This is not written by AI. Any mistakes or misstatements of material fact are my own. I was recently asked to provide a statement of AI usage for a book chapter that I wrote on identity theft and cybercrime (the book should go to print this summer.) Other than spelling and grammar tools in Google Docs, I used none. The editor seemed surprised by this. Maybe I will learn to use those tools, but I learned to write the old fashioned way.
I am a dinosaur. I bought my first electronic typewriter when I was working on BA, a Panasonic with spell check and about a 20 page memory. I could edit and retype a chapter with the push of a button- what a huge step forward. I started law school just as online legal research was becoming the norm. I think I was the last class at the University of Louisville that had to master legal research in the print books, before being given access to the online databases. And I am glad I was trained that way, though I will never use Shepard's Citations again - ever!

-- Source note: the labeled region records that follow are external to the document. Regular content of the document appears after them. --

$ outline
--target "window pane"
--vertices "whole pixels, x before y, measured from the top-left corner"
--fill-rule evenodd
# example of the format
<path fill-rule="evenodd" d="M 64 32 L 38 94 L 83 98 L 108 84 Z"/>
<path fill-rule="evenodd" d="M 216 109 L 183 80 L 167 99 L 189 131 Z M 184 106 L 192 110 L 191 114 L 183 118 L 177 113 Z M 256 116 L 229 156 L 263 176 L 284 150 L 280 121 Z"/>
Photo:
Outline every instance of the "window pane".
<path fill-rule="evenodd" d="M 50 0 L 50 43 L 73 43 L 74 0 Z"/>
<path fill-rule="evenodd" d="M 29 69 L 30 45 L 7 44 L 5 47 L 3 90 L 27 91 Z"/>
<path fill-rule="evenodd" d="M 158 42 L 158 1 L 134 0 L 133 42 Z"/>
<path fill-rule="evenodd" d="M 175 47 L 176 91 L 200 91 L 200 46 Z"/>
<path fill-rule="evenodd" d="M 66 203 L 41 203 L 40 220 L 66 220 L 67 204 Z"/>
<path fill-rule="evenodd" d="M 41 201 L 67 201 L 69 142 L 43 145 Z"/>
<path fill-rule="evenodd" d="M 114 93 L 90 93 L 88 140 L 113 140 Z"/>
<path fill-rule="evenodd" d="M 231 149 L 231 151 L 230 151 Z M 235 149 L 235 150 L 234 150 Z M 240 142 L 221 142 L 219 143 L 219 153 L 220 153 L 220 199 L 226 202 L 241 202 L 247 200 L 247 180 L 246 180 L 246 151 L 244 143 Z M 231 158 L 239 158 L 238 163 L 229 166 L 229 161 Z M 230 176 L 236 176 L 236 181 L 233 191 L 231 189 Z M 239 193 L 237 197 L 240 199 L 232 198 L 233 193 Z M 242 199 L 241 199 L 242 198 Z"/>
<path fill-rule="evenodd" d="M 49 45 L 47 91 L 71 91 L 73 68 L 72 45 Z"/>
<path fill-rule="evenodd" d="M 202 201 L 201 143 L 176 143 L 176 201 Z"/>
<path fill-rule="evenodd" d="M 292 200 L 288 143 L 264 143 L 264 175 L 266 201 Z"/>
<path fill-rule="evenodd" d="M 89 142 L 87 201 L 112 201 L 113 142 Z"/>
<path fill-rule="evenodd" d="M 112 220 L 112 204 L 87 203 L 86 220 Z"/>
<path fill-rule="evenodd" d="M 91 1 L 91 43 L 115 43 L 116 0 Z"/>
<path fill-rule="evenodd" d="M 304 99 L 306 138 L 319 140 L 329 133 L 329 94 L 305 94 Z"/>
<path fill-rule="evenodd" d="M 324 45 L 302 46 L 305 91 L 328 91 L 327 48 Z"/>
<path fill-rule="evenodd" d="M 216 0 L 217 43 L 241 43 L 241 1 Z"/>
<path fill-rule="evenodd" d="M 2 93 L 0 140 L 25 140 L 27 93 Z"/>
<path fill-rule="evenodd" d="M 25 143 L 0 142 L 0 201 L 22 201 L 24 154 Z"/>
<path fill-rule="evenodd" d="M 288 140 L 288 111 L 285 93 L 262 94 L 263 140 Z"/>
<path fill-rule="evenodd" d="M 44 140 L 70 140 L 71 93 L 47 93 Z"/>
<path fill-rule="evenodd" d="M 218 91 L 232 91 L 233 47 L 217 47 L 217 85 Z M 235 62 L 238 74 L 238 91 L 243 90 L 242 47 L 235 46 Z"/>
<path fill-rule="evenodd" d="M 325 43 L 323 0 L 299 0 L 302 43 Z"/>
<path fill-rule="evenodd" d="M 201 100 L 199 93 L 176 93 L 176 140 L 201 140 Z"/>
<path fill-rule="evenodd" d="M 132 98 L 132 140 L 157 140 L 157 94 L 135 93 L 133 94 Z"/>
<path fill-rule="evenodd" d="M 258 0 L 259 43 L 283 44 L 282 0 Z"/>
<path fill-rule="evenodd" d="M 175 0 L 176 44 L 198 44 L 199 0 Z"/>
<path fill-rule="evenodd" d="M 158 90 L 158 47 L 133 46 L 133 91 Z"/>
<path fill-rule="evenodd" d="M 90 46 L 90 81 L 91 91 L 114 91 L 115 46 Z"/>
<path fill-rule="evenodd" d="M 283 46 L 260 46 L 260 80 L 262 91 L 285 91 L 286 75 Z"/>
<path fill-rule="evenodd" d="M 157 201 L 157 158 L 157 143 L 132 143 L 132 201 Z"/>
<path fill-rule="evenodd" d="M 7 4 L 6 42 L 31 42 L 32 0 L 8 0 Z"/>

Computers have become a part of our daily lives in little more than 30 years, smartphones in less than 20 years. There is more computing power in my phone, than NASA had to land men on the moon when I was growing up. It is not that the dinosaurs couldn't get the job done, but it took longer. We can do so much more, so much faster today. I still believe that understanding the underlying process of research and writing, of capturing an image, makes a difference in how I use the tools to do it faster. In a way, I am the last of the bridge generation, between digital dinosaurs and digital natives.
I struggled with this post. The Muses seem to have left on the grand adventure a few weeks ahead of me. Inspiration has been hard to find. I had this post written, and left it to fester for a couple of days, and it hit me that the best part of it, was what was buried in the middle. I can hear a long ago editor shouting across the room, "don't bury the lead, put it first." I am so glad I learned from writers who knew how to write, even if it took 50 years for me to apply some of the lessons. (Dave Snoffer, you made a difference in your far to few years.)